Descubre UNAM que oxitocina reduce dolor crónico en pacientes con cáncer

sábado, 14 de enero de 2017
CIUDAD DE MÉXICO (proceso.com.mx).- La oxitocina, hormona relacionada con el parto, la lactancia, la afectividad y fidelidad, actúa como un potencial agente analgésico para reducir el dolor crónico en pacientes con cáncer, revelaron científicos de la Universidad Nacional Autónoma de México (UNAM). Con este hallazgo, se contribuirá a ofrecer una mejor calidad de vida a las personas con ese padecimiento, señaló Miguel Condés-Lara, quien dirige al equipo de investigadores del Instituto de Neurobiología (INb). “Los resultados del estudio de los universitarios, publicado recientemente en CNS Neuroscience and Therapeutics, demuestran que la administración epidural (en el espacio entre la médula espinal y las vértebras de la espina dorsal) de la oxitocina actúa como un analgésico similar a la morfina, pero sin los efectos adversos”, refiere la UNAM en un comunicado.

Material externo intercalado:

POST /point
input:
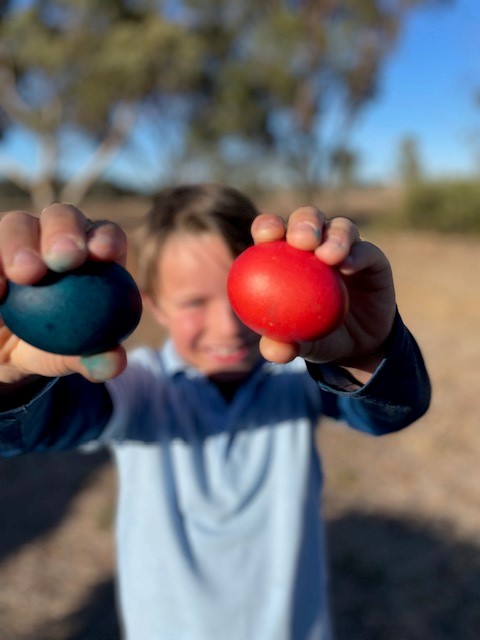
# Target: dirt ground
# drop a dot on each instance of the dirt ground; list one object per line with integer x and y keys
{"x": 403, "y": 511}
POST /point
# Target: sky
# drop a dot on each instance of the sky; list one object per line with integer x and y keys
{"x": 427, "y": 92}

Fármacos de primera línea, como los derivados de la morfina, son útiles para aliviar el malestar en dosis más altas, lo que provoca efectos adversos como sedación y, por lo tanto, menor interacción con la familia y el entorno, además de provocar estreñimiento y, en algunos casos, depresión respiratoria, subrayó Condés-Lara. El dolor crónico es un síntoma prevalente experimentado en más del 70 por ciento de los pacientes con cáncer avanzado. Se trata de una señal de alarma que anuncia peligro, pero si es constante y no se trata adecuadamente, este mecanismo de defensa puede convertirse en una enfermedad, refirió Alfredo Manzano-García, también miembro del equipo de Condés-Lara. “Consideramos un área de oportunidad a sustancias como la oxitocina, que produzcan analgesia sin efectos secundarios de gravedad”, añadió el especialista. La oxitocina es un péptido sintetizado por nuestro organismo en el núcleo paraventricular y en el supraóptico del hipotálamo (en el cerebro). “Esta neurohormona tiene receptores tanto en el sistema nervioso (cerebro y médula espinal) como en la periferia (útero), por lo que el efecto depende de la vía de administración. Para la inducción del parto en mujeres embarazadas es por vía intravenosa, mientras que nosotros la inyectamos en el espacio epidural, entre las meninges (membranas que recubren a la médula espinal) y las vértebras a nivel lumbar, cerca de la médula espinal”, explicó Abimael González-Hernández, coautor de la investigación.